BASF produces for the first time products from chemically recycled plastics

BASF produces for the first time products from chemically recycled plastics

Moving a new frontier into the circular economy by using plastic waste as a source of raw materials.

BASF passes a new frontier in recycling plastic waste with its ChemCycling project. Chemical recycling offers an innovative way of recycling plastic waste that can not currently be recycled, such as mixed or dirty plastics.

Depending on the region, such wastes are usually sent to landfills or burned with energy recovery. But chemical recycling offers an alternative: By using thermochemical processes, these plastic materials can be used to produce synthesis gases or oils. The resulting recycled raw materials can be used in BASF production, thus partially replacing fossil resources.

BASF has for the first time manufactured products based on chemical recycled plastic waste and is thus one of the global pioneers of the industry.

"A responsible use of plastics is crucial to solving the problem of waste. This is true for companies as well as for institutions and consumers. By chemical recycling, we want to make a serious contribution to reducing the amount of plastic waste, "said Martin Brudermüller, chairman of BASF SE's Chief Technology Officer and Chief Technology Officer (CTO).

"Through the ChemCycling project, we transform plastic waste into a resource. This creates value for the environment, society and economy. We joined forces with partners in the value chain to establish a circular working pattern, "said Brudermüller.

BASF works closely with its partners and customers, from waste management companies to technology providers or packaging manufacturers, with the goal of building a circular value chain.

From waste to cheese packs and refrigerator components

BASF is already developing pilot projects with ten clients from various industries, including mozzarella packaging, refrigerator components and insulation panels.

Manufactured products that meet the highest quality standards and hygiene - especially needed for food packaging - is possible because BASF's ChemCycling products have exactly the same properties as products made from fossil resources.
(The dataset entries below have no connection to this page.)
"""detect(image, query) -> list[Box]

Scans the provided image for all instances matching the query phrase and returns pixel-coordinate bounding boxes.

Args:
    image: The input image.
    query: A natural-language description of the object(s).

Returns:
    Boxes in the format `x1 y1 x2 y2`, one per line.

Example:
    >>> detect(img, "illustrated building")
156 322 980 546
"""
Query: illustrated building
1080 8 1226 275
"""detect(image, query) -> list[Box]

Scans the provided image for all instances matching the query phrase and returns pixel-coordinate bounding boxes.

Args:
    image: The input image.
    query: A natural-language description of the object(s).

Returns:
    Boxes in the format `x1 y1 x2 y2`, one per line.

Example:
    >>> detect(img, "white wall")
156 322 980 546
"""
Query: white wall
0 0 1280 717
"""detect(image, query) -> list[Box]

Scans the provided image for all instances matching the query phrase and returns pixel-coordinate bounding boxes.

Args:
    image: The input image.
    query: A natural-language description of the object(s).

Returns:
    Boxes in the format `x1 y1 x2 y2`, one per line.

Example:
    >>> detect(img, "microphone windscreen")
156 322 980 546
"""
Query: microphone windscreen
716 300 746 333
Stefan Gräter, chief of ChemCycling's BASF project, sees great potential: "This new recycling provides opportunities for innovative business models for both us and our customers who value products and packaging made from recycled materials but who can not or do not want to make the slightest compromise when it comes to quality." As a next step, BASF intends to market the first products of the ChemCycling project.

BASF Verbund offers ideal conditions for ChemCycling

At the beginning of the production chain, BASF introduces into the production network an oil obtained from plastic waste.

BASF receives this raw material for pilot products from partner Recenso GmbH, Germany.
Alternatively, synthesis gas obtained from plastic waste could be used. The first batch of this type of oil was used in the thermal cracking process at BASF at the Ludwigshafen plant in October.

Thermal cracking is the starting point of the production processes in a combination. At this stage the raw material (oil) is decomposed at temperatures of about 850 degrees Celsius.
The primary derivatives resulting from the process are ethylene and propylene. These basic chemicals are used in Verbund in the production of many chemicals.

The proportion of recycled raw material can be mathematically allocated to the manufacturing process for each final certificate product. Thus, each customer can decide the percentage of recycled material allocated.

Technological and regulatory challenges

Both the market and the company expects industry to come up with constructive solutions to manage plastic waste.
Chemical recycling is an innovative addition to other recycling and waste management processes.

"We need a wide range of recovery options for plastic waste, because not every solution is suitable for any type of waste or any final product. The first choice should always be the solution that has the best results in a life cycle assessment, "said Andreas Kicherer, Sustainability Expert at BASF.

In any case, before the project is ready for marketing, it must meet the technological and regulatory conditions.

First of all, existing technologies for converting plastic waste into recycled raw materials, such as pyrolysis oil or synthesis gas, must be further developed and adapted so as to ensure consistently high quality.

In addition, regional regulatory frameworks will considerably influence the extent to which this approach can be adopted by each market.

For example, it is essential that chemical recycling and the use of a certain percentage of recycled raw materials in the production process are recognized as factors contributing to specific recycling targets

Responsible handling of plastic wastes is crucial

Plastics provide many benefits in technical applications, medicine and everyday life, and are often a better alternative to other materials.

The challenge lies in the responsible management of post-consumer plastics. Functional waste management systems and consumer responsible behavior with respect to plastics are crucial to solving problems such as plastic pollution. To this end, BASF is involved in various international projects as an associate member. For example, the company is a member of the World Plastics Council and participates in two programs of the Ellen MacArthur Foundation.

In addition, BASF has implemented Clean Sweep®, an international initiative of the plastics industry to prevent the dissipation of pellets, flakes and plastic powder into the environment.

BASF's new ChemCycling project is another milestone in responsible resource use and an example of how BASF specifically addresses global challenges while helping customers reach their goals.